|A retrospect of anthropogenic radioactivity in the global marine environment|
Aarkrog, A. (1998). A retrospect of anthropogenic radioactivity in the global marine environment. Radiat. Prot. Dosim. 75(1-4): 23-31
In: Radiation Protection Dosimetry. Oxford University Press: Oxford. ISSN 0144-8420; e-ISSN 1742-3406
Man-made radionuclides were introduced into the marine environment in the mid forties with the exploitation of nuclear fission for military purposes. Plutonium production reactors at Hanford, USA, released radioactivity to the Pacific Ocean via the Columbia River. In the former Soviet Union (FSU) the military nuclear establishment at Cheliabinsk (later MAYAK) a few years later began direct discharging of fission products to the nearby Techa River, which is a part of the Ob river system, and the Arctic Ocean received man made radioactivity. In the 1950s, when atmospheric testing of thermonuclear weapons commenced, the worlds oceans became radioactively contaminated. The atmospheric testing of nuclear weapons peaked in the early 1960s and so did the radioactive contamination of the worlds oceans. In the mid 1970s the authorised liquid discharges, first of all of 137Cs, from the nuclear reprocessing plant Sellafield in the UK reached a maximum and in the following years this signal could be traced all over the NE Atlantic.
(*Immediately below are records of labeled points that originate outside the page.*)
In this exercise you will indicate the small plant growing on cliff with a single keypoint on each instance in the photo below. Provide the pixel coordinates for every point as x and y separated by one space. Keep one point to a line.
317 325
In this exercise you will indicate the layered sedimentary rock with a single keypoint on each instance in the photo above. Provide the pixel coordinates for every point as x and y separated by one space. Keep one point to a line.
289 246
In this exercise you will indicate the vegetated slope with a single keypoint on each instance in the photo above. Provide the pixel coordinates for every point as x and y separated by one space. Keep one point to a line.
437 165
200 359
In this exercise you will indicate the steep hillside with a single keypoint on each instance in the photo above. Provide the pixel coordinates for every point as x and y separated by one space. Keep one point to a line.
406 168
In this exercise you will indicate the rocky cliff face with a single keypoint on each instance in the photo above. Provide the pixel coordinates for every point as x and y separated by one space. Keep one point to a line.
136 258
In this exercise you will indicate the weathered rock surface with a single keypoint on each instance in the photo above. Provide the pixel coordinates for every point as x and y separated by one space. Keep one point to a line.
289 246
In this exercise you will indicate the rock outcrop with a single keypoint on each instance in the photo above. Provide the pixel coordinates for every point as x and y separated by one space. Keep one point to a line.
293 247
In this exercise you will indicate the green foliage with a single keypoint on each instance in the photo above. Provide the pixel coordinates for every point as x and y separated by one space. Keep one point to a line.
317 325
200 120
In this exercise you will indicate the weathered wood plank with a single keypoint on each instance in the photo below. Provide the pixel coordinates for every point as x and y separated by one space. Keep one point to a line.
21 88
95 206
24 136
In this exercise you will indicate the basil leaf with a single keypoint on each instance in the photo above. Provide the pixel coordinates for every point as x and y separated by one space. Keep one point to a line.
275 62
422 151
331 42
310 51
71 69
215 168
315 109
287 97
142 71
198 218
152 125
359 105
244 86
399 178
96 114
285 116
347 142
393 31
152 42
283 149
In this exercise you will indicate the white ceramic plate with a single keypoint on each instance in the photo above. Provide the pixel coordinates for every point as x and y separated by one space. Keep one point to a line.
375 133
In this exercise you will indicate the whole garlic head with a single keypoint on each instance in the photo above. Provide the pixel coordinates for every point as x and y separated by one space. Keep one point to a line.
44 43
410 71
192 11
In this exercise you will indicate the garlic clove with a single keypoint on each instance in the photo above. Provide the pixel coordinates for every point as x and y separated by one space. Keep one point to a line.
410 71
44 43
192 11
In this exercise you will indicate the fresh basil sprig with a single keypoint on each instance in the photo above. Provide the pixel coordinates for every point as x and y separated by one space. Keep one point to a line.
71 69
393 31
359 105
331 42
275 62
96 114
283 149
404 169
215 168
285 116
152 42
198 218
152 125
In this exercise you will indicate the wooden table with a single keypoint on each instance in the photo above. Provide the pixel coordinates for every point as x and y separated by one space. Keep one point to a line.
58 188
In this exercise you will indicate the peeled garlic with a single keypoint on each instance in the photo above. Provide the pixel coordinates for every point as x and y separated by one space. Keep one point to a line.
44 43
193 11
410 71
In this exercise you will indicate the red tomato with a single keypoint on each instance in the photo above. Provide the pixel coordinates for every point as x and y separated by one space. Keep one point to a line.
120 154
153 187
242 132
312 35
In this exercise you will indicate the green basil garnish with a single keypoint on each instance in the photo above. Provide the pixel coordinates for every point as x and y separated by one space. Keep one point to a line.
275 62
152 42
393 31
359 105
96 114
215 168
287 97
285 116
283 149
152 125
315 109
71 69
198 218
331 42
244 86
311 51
It was also in the 1970s that the international NEA studies of the radiological impact of sea dumping began. In 1985 the European Union initiated the so-called MARINA project in order to assess the radiological exposure from radioactivity in North European marine waters. In 1986 the Chernobyl accident occurred and the Baltic and the Black Seas in particular were contaminated. In the 1990s military dumping activities carried out previously by the FSU in the Arctic Ocean have been in focus. The IAEA's IASAP study has evaluated the radiological consequences of these dumpings. In a recent international study (MARDOS) by the IAEA it was concluded that the doses to man from anthropogenic radionuclides in the marine environment are generally one to two orders of magnitude less than the doses from such radionuclides in the terrestrial environment.